Although the appellants had standing when they filed this lawsuit, subsequent developments have rendered this case moot. "[A] case is moot when the issues presented are no longer `live' or the parties lack a legally cognizable interest in the outcome." Powell v. McCormack, 395 U.S. 486, 496, 89 S.Ct. 1944, 1951, 23 L.Ed.2d 491 (1969).

After the appellants filed this lawsuit, the appellees withdrew their initial determination that the appellants' conduct violated the statute, and also informed the appellants that their intended campaign conduct would not fall within the ambit of the statute.2 Thus, the appellees cannot seek prosecution against the appellants or other judicial candidates engaging in similar campaign conduct. Clearly, then, no possibility exists that the appellees will seek to enforce the challenged statute against the appellants or other judicial candidates intending to distribute postcards or print unsolicited letters of support of the type involved in this case in the future. See ACLU, 999 F.2d at 1494 (stating that some possibility must exist that the defendants will seek to enforce the challenged regulation).

We are aware that ACLU reached a different result; however, it is distinguishable.

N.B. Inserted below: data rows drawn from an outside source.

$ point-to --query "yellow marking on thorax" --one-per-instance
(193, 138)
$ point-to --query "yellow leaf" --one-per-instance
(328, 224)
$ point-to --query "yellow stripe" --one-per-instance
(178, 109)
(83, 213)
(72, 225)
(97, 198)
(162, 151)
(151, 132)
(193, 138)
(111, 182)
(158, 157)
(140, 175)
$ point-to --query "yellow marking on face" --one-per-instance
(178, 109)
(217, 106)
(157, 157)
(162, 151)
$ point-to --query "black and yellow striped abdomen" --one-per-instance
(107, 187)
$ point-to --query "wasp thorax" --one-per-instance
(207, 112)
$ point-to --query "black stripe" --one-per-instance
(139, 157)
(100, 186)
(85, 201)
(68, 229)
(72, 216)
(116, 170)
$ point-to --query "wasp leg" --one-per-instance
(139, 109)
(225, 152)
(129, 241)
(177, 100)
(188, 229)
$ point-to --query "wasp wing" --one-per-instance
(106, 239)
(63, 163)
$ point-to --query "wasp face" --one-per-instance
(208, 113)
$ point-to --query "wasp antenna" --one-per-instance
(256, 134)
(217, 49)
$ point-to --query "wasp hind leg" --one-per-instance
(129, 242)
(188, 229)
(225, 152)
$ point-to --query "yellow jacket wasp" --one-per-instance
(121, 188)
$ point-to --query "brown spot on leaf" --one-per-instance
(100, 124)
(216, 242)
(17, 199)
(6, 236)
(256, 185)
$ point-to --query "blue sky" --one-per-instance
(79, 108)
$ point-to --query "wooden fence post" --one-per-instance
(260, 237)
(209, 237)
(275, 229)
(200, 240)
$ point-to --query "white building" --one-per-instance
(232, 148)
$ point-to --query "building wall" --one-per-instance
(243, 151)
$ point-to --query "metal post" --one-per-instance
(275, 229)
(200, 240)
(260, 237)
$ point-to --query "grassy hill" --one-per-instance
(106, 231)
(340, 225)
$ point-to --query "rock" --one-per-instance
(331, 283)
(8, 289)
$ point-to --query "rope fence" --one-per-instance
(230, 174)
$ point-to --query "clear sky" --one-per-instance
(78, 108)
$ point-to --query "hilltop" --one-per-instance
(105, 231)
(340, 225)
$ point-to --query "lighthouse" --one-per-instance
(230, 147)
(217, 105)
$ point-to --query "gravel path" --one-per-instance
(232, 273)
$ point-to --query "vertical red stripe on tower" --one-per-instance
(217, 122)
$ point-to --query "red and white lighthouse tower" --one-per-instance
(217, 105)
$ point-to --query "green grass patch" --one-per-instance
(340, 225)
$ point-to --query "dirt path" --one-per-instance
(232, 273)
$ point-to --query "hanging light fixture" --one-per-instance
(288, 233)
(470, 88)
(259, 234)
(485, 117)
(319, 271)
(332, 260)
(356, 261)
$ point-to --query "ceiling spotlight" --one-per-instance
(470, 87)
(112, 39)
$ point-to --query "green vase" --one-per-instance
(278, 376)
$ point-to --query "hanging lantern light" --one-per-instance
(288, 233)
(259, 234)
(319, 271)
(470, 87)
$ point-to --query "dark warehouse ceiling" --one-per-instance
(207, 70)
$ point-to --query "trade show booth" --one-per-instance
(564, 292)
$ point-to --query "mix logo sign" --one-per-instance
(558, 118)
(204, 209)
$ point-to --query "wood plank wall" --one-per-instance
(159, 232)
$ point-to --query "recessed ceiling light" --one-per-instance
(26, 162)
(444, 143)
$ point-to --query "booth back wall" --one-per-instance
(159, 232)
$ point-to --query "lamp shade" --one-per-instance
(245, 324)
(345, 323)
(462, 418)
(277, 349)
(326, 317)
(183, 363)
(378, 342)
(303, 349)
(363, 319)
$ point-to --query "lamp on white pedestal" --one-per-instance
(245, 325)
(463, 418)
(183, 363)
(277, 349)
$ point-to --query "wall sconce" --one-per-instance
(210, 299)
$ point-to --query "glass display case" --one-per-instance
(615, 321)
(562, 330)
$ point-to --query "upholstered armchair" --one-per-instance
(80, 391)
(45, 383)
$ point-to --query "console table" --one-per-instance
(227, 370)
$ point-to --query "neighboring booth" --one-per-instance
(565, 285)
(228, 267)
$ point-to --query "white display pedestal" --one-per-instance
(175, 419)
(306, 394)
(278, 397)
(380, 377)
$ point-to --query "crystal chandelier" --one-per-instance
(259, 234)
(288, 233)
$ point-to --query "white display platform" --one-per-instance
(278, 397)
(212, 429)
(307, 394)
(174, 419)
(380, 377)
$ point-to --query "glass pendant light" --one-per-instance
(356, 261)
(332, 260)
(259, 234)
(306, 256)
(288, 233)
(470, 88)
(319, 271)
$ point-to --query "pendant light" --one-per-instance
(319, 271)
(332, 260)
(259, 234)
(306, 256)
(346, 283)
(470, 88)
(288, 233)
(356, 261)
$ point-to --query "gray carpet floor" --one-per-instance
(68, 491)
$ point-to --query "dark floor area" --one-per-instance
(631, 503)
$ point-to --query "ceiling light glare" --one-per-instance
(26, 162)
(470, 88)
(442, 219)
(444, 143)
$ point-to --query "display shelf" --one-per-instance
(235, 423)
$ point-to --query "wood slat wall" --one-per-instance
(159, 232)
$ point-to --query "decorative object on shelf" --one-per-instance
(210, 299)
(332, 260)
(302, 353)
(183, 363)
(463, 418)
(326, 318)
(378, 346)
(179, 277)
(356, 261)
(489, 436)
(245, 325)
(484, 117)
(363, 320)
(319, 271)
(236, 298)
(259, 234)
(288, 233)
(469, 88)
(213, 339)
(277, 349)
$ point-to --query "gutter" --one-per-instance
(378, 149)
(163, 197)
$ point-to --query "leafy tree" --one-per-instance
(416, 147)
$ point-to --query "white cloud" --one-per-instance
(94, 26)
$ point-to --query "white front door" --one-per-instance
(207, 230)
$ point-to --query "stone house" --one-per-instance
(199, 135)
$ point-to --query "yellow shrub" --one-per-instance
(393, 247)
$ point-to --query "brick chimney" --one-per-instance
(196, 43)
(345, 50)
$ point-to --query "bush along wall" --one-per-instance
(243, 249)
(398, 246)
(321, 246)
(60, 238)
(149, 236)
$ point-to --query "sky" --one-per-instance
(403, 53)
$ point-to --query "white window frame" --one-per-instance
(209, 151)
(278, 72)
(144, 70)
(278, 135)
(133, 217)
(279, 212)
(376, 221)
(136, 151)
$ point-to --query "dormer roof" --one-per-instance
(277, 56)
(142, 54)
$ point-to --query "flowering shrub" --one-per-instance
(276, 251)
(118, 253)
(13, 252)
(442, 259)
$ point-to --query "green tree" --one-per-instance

In ACLU, a judicial candidate, Larry Schack, desired to speak openly about his opponent in his campaign speeches. Aware that other judicial candidates had violated the Florida Code of Judicial Conduct (Code), Schack requested an advisory opinion from the Committee on Standards of Conduct Governing Judges regarding whether his proposed speeches would violate the Code. The Committee advised Schack that Canon 7(B)(1)(a) of the Code prohibited his proposed campaign speeches. Schack then asked the Judicial Qualifications Commission (JQC) whether it would enforce the canon against him; it refused to reply. Thus, Schack, joined by the ACLU, sued the Florida Bar (Bar) and the JQC.

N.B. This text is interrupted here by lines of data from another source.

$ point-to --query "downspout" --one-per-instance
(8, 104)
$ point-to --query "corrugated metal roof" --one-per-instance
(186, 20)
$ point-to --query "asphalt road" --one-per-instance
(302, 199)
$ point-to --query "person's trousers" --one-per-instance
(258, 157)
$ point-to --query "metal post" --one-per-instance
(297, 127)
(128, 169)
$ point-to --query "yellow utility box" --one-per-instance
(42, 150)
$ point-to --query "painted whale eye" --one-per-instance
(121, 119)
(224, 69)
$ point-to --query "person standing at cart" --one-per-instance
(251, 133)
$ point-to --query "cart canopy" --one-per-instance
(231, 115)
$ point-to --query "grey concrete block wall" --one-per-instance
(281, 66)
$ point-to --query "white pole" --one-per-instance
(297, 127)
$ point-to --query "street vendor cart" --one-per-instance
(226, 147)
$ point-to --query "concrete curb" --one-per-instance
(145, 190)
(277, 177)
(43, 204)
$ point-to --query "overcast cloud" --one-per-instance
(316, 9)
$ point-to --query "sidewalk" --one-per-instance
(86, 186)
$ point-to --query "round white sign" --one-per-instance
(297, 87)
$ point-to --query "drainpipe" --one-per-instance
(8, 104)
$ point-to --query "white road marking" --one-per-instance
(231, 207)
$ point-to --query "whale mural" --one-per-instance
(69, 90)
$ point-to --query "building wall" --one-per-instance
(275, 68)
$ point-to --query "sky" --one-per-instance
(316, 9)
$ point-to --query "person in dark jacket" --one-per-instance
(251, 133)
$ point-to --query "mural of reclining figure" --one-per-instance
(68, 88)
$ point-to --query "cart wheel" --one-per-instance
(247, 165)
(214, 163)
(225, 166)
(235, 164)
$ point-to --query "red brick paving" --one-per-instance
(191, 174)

After Schack filed suit, the Bar and the JQC stated that the canon did not prohibit Schack from making his proposed campaign speeches and that they did not intend to enforce the canon against him. The Bar and the JQC maintained, however, that the canon was constitutional. The court found that a live controversy existed, even after the Bar and the JQC acquiesced to Schack's position, because the Bar and the JQC maintained that the challenged canon was constitutional and that Schack's proposed speech fell within the parameters of what the canon regulated, but that they would not enforce it against Schack in this case; thus, a possibility existed that the Bar and the JQC would seek to enforce the challenged regulation against Schack or other judicial candidates in the future. ACLU, 999 F.2d at 1494.

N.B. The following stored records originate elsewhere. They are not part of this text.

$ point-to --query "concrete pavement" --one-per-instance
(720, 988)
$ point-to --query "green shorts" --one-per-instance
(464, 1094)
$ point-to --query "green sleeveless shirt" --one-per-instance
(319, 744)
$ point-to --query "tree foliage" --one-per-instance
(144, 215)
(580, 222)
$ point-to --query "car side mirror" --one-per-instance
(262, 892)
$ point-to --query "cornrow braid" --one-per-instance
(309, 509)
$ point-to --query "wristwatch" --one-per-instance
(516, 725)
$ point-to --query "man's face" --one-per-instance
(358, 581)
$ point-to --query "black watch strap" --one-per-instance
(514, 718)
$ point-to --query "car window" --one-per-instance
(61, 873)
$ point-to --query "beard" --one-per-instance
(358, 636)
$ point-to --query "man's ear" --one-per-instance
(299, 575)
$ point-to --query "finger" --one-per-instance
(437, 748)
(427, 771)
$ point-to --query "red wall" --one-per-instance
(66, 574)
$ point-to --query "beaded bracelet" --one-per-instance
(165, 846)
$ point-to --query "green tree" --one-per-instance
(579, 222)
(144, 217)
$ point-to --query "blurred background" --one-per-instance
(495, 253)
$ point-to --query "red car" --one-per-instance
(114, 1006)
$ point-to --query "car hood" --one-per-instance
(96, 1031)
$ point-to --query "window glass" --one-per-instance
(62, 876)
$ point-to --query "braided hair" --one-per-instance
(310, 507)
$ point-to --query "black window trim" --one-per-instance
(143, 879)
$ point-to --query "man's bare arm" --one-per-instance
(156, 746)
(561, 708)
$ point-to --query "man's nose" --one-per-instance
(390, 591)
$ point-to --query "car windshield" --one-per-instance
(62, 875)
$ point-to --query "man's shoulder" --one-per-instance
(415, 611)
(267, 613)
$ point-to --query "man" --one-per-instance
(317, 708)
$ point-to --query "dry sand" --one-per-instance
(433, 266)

In this case, however, the appellees have repeatedly stated that the statute does not prohibit the appellants' proposed conduct of distributing postcards and publishing unsolicited letters of support of the type involved in this case; thus, the appellees cannot enforce this statute against the appellants or other judicial candidates engaging in the same conduct because, unlike in ACLU, the appellants' proposed conduct does not fall within the parameters of what the statute seeks to regulate. Hence, we hold that the appellees' representation that the statute does not proscribe the appellants' proposed conduct renders this case moot.3


We conclude that the appellants had standing to challenge the statute, but that the appellees' conduct after the appellants filed this lawsuit rendered this case moot. Accordingly, we dismiss this appeal.



1. After the district court's order issued on October 6, 1992, the Florida Supreme Court removed Graham from judicial office on June 24, 1993. Inquiry Concerning a Judge, Re: Graham, 620 So.2d 1273 (Fla.1993).
2. Specifically, in the appellees' Motion to Dismiss, Answer to Standard Interrogatories, Motion for Summary Judgment, appellees briefs, and during oral argument to this court, the appellees repeatedly represented that the appellants' proposed campaign conduct does not violate the statute.
3. Because the challenged statute does not regulate the conduct that the appellants intend to engage in, they do not have standing to raise an overbreadth challenge to the statute. See Dimmitt v. City of Clearwater, 985 F.2d 1565 (11th Cir.1993).